Neuromuscular evaluation
The testing protocol for MVIC and RFD was identical before (PRE) and after (POST). The downhill running session consisted in a 5-s MVIC followed by a series of eight impulsive contractions. Contractions were separated by 5 s of rest. At PRE, two MVICs were performed after having completed the warm-up protocol, and the peak value was retained for further analysis. If the difference between the two MVICs was > 5%, further trials were performed until the difference between two consecutive trials was < 5%.
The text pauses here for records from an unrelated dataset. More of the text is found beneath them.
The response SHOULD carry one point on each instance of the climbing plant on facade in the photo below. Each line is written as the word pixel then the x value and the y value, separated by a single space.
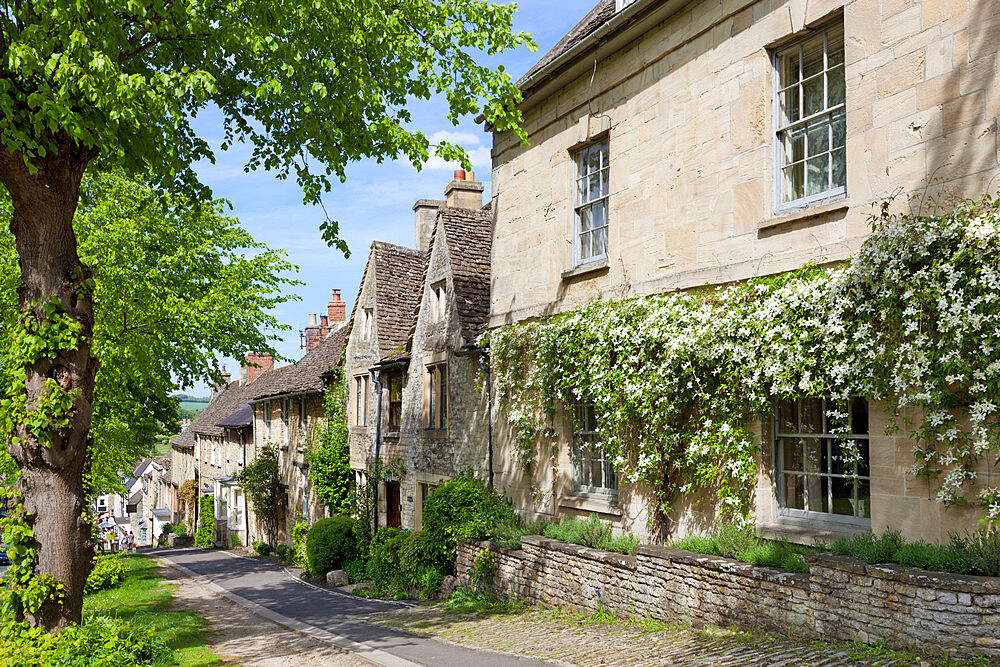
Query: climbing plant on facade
pixel 913 320
pixel 328 452
pixel 261 482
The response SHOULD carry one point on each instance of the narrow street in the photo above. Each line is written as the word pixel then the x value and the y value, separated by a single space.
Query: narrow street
pixel 269 586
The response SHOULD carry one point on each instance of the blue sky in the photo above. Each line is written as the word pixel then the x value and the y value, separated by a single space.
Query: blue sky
pixel 376 201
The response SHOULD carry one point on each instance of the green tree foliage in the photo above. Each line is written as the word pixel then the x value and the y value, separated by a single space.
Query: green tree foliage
pixel 205 535
pixel 329 452
pixel 262 485
pixel 461 508
pixel 175 283
pixel 309 86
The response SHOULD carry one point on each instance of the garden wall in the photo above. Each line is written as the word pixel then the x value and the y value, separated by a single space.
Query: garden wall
pixel 841 598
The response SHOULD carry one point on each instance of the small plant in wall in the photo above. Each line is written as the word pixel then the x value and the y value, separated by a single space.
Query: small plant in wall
pixel 912 320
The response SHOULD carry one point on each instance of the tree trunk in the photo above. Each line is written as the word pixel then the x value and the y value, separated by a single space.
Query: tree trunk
pixel 44 204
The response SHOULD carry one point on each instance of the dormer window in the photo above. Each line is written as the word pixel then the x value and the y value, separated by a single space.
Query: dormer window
pixel 438 298
pixel 368 323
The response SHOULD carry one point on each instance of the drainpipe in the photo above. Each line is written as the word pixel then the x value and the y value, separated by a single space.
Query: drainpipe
pixel 378 442
pixel 484 365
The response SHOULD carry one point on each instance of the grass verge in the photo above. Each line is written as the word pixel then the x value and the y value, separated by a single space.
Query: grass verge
pixel 142 600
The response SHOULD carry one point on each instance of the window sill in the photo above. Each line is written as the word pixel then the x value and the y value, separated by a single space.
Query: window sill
pixel 809 532
pixel 808 213
pixel 585 269
pixel 606 506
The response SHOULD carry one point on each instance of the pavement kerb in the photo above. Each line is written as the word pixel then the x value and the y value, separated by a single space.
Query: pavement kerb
pixel 371 654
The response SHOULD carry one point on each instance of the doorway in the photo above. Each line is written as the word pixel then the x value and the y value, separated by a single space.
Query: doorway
pixel 393 510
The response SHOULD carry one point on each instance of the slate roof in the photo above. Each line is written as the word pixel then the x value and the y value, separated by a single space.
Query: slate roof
pixel 243 416
pixel 304 375
pixel 598 16
pixel 399 274
pixel 469 234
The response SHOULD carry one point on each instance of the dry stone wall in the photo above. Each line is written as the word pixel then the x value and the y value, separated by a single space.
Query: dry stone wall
pixel 841 598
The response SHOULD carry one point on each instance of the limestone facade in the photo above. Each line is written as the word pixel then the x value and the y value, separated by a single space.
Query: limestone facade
pixel 684 95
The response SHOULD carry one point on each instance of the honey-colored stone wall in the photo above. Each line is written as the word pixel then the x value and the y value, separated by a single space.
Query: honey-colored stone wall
pixel 687 107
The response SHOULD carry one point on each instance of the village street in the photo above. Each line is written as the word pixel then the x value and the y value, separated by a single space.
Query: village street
pixel 383 632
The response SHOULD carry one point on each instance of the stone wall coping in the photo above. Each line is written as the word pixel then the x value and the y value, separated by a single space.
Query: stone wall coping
pixel 599 555
pixel 727 565
pixel 965 583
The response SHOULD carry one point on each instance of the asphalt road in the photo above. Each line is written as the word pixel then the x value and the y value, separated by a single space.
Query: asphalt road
pixel 268 585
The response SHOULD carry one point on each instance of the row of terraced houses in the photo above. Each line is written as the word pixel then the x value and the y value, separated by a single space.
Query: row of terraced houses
pixel 672 145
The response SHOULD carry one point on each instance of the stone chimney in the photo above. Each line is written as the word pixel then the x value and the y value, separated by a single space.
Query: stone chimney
pixel 336 311
pixel 424 217
pixel 464 192
pixel 257 365
pixel 313 333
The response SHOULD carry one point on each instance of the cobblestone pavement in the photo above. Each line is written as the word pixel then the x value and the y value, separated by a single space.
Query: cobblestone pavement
pixel 569 639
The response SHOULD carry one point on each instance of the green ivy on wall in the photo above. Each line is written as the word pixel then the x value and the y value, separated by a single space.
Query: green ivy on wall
pixel 205 536
pixel 913 319
pixel 329 452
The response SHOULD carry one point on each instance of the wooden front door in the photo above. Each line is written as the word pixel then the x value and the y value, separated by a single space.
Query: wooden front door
pixel 393 510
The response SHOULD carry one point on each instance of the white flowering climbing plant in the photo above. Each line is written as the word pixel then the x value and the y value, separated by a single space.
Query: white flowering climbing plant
pixel 912 321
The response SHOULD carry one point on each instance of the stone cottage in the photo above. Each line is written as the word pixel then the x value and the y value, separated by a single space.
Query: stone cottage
pixel 437 405
pixel 374 363
pixel 285 406
pixel 677 145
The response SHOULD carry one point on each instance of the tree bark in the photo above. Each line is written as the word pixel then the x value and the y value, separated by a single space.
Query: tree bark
pixel 44 202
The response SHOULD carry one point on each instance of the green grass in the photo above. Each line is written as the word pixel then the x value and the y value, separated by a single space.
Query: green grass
pixel 975 553
pixel 742 544
pixel 140 599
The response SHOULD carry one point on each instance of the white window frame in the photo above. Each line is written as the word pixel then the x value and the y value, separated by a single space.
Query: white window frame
pixel 585 431
pixel 781 129
pixel 782 512
pixel 579 205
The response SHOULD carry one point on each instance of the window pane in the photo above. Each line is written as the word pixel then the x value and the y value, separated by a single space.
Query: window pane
pixel 839 176
pixel 794 182
pixel 790 71
pixel 864 500
pixel 818 175
pixel 835 86
pixel 817 489
pixel 812 96
pixel 818 139
pixel 812 415
pixel 843 496
pixel 791 449
pixel 790 105
pixel 794 492
pixel 816 455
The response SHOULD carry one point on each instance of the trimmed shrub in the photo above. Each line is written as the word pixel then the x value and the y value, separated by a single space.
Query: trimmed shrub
pixel 383 559
pixel 108 571
pixel 101 641
pixel 205 536
pixel 332 542
pixel 462 508
pixel 415 552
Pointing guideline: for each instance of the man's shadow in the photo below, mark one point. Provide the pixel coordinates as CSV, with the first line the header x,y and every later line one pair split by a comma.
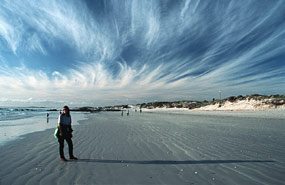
x,y
167,162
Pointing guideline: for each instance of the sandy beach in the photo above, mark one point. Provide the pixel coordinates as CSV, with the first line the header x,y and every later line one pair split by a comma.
x,y
153,148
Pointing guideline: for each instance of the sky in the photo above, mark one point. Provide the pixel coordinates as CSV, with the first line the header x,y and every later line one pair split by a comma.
x,y
110,52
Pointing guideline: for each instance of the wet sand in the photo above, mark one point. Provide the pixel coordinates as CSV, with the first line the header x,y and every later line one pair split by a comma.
x,y
153,148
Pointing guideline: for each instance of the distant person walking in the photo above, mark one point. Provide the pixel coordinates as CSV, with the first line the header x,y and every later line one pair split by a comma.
x,y
65,133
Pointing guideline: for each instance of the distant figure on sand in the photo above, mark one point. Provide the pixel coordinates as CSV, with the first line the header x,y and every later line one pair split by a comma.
x,y
65,133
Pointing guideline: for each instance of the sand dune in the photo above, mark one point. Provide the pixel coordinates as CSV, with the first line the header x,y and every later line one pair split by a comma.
x,y
153,148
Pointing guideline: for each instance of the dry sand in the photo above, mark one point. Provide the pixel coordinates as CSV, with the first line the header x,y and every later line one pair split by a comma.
x,y
153,148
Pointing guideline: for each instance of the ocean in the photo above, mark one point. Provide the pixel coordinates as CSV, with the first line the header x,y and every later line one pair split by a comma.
x,y
16,122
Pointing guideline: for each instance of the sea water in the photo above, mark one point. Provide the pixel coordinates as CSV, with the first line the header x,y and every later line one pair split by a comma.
x,y
15,122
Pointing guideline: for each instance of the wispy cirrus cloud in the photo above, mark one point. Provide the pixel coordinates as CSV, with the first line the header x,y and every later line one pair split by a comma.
x,y
133,51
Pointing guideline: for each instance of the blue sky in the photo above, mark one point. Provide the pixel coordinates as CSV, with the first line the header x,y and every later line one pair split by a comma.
x,y
117,52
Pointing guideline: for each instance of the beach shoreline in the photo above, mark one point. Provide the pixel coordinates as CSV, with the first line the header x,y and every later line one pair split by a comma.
x,y
155,148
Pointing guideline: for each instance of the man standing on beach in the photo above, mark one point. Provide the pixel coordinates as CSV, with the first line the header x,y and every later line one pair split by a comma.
x,y
65,133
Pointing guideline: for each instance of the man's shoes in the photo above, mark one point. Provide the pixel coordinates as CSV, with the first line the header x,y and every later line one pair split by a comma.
x,y
73,158
63,159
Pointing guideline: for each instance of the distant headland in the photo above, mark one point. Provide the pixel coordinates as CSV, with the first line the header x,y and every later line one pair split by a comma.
x,y
232,103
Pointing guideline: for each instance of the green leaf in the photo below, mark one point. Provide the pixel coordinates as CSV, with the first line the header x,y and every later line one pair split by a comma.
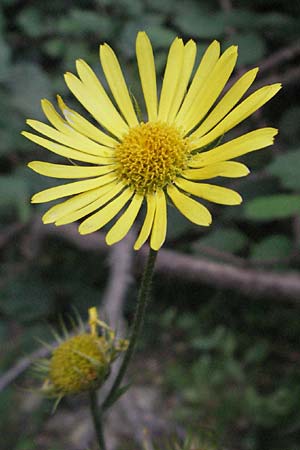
x,y
80,21
31,22
272,247
201,24
224,239
15,196
289,124
286,167
26,298
29,84
5,54
272,207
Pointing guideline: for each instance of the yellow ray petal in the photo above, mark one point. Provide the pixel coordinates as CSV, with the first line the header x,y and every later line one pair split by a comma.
x,y
68,171
93,100
213,87
78,142
230,99
106,195
71,188
191,209
54,118
204,70
125,222
84,127
189,56
106,214
146,65
171,78
148,222
238,114
216,194
159,230
117,84
229,169
249,142
75,203
67,152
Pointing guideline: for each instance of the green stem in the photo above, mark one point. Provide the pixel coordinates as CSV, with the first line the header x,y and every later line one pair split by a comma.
x,y
96,413
143,297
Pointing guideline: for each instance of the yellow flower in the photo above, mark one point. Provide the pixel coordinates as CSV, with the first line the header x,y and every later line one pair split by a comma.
x,y
166,157
81,362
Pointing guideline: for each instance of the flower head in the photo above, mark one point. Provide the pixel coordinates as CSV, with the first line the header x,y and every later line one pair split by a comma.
x,y
81,362
130,161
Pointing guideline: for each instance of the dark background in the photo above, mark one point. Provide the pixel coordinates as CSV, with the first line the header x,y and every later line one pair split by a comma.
x,y
224,360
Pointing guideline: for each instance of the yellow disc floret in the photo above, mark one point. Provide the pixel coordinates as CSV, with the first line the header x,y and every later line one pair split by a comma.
x,y
151,156
79,364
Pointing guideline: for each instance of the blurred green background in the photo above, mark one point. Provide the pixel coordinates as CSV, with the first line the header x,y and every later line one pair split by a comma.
x,y
226,362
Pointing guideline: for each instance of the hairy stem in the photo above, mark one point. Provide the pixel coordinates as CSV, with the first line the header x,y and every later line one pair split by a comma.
x,y
143,297
96,413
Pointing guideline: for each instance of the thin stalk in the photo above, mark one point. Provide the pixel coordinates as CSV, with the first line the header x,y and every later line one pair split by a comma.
x,y
96,413
143,297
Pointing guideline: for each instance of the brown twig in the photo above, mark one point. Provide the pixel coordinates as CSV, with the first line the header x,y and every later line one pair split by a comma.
x,y
251,282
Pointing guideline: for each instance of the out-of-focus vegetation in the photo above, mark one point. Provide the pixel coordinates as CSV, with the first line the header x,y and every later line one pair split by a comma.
x,y
231,363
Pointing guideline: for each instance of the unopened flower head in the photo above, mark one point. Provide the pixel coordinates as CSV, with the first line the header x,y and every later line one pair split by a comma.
x,y
166,156
81,362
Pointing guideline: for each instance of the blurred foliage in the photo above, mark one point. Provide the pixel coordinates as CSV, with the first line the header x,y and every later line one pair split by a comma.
x,y
235,362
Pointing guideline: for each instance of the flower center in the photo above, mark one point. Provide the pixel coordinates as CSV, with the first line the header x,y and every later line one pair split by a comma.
x,y
151,156
78,364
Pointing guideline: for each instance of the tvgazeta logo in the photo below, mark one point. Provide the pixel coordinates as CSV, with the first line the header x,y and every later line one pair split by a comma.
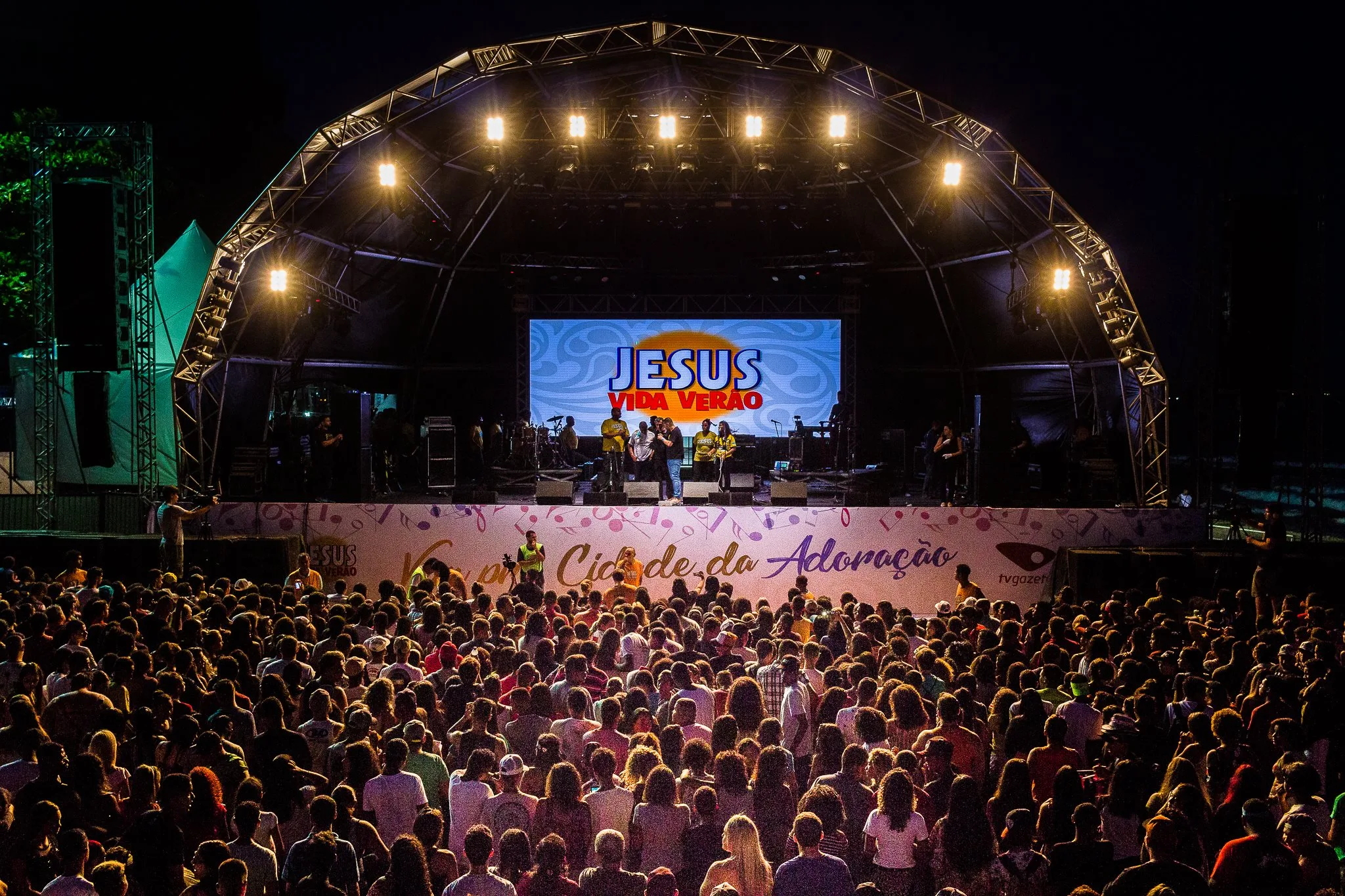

The instruction given for all MVICs was to contract “as hard as possible,” while for impulsive contractions the participants were asked to extend the knee “as fast as possible” without any countermovement (Varesco et al. 2019). In case of a countermovement (determined by a force drop of 2 N below the baseline right before the impulsive contraction) or pre-tension (determined by a force level ≥ 2 N above the baseline right before the impulsive contraction) the contraction was repeated. The impulsive contractions were also repeated if the force level was < 70% of the MVIC that preceded the series of impulsive contractions (Varesco et al. 2019). All testing protocols were performed with real-time visual feedback.
Experimental setting
The participants were seated upright with hip and knee angles set at 90° of flexion on an isometric chair, equipped with a calibrated force transducer (Legcontrol, Mtraining, Ecole Valentin, France). The lever arm of the dynamometer was adjusted to firmly attach the leg 3 cm above the medial malleoli with two non-compliant belts. A belt strapped over the waist was used to minimize extraneous movements of the upper body. Passive resting force was subtracted from the signal so that the baseline was set at 0 N.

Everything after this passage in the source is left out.